Si un mouvement incarne parfaitement l’anticonformisme et les marges de la société, c’est bien celui des ULTRAS. Le dernier documentaire de la réalisatrice Ines Ben Othmane, « Mouvma des poètes pas comme les autres », présenté en avant-première le 21 février 2024 à la salle Ciné350 à la Cité de la culture à Tunis, plonge au cœur de cette réalité.
Il rend un hommage poignant à cette frange que le système a constamment opprimée et ciblée bien avant les bouleversements de 2011. Ce documentaire aborde ces groupes sous un angle inédit : loin de la vision de violence, de fanatisme et de chaos que leur attribue le système, il les présente plutôt comme des artisans de la beauté, des créateurs de paroles et de chants originaux. Leurs chants dépassent le simple soutien à leur équipe de football pour exprimer des émotions et des revendications plus profondes. Ce documentaire avait d’ailleurs été sélectionné pour la compétition officielle des longs-métrages documentaires des Journées cinématographiques de Carthage (JCC) 2023 avant que l’événement ne soit annulé. Ines Ben Othmane a une affinité particulière avec le monde du football : ses parents sont des professeurs de sport, elle-même est une fervente supportrice de son équipe, le Club Africain, et a toujours été proche des groupes ultras, ce qui lui a permis de tourner avec plusieurs membres.

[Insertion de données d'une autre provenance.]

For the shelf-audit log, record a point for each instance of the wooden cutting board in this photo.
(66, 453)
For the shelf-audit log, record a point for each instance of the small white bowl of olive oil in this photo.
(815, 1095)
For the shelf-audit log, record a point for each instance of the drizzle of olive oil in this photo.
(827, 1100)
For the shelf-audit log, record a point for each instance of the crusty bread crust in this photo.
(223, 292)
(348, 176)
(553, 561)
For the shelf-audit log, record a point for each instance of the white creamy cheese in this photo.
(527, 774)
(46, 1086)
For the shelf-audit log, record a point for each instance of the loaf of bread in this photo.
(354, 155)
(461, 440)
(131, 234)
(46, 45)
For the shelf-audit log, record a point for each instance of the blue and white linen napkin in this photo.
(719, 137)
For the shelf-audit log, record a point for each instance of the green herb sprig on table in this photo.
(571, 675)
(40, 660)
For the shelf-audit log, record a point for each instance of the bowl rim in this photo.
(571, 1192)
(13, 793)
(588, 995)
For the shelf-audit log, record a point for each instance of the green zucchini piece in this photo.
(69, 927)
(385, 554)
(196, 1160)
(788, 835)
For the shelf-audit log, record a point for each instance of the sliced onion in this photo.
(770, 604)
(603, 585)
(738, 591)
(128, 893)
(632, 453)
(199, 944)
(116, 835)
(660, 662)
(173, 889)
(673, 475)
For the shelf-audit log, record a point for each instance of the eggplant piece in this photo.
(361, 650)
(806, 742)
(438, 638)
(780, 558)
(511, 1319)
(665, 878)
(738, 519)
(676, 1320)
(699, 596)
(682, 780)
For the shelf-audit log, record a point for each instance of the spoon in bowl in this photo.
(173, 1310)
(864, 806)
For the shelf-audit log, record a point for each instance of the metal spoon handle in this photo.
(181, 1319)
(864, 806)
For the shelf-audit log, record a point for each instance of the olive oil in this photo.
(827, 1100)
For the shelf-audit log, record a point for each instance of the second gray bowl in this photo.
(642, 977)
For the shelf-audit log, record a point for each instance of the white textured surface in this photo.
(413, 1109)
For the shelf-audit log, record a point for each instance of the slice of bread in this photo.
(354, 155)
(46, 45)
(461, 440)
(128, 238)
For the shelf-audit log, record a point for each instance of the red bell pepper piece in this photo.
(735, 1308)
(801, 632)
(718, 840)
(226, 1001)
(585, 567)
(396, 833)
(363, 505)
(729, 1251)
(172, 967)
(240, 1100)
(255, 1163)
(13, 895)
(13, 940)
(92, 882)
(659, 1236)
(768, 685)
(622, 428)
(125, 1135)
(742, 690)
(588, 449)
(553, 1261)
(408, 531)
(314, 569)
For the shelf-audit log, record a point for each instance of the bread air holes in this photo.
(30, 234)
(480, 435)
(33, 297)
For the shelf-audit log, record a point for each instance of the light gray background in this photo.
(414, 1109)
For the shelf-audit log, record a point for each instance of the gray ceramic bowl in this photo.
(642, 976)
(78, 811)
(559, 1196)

Derrière les images souvent diffusées par les médias sur les affrontements violents entre ultras et forces de l’ordre, se cache une volonté de défier un système perçu comme injuste, ainsi que le désir de ces individus incompris de faire entendre leur voix et leur mécontentement face à la réalité socio-économique. À travers les villes de Tunis, Sfax, Gabès, Sousse et Bizerte, la réalisatrice a pris le soin de filmer plusieurs membres des ultras. Des poètes ? Assurément ! Ces « poètes pas comme les autres », comme les qualifie le titre du film, mettent leur plume au service des chants de leurs équipes favorites.
Mais au-delà de l’hommage sportif, il s’agit également d’une dénonciation des injustices, des précarités et des violences policières qui marquent la société. La réalisatrice souligne que l’écoute attentive des paroles des chants des ULTRAS révèle un cri de révolte contre l’ordre établi et le conformisme. Il convient de noter que travailler avec les membres des ULTRAS n’a pas été facile au départ. La réalisatrice a dû surmonter leur méfiance envers les caméras et les médias. Grâce à son expérience préalable dans cet environnement, Ines Ben Othmane a su les convaincre, bien que certains ultras aient initialement résisté. Ainsi, elle explore l’aspect poétique de cette frange sociale souvent ignorée, donnant une voix à une communauté considérée uniquement comme une cible des forces de l’ordre lors des matchs. Le documentaire n’a pas bénéficié de subventions du ministère des Affaires culturelles. Son financement a été rendu possible grâce au soutien de la radio IFM et d’Ulysson.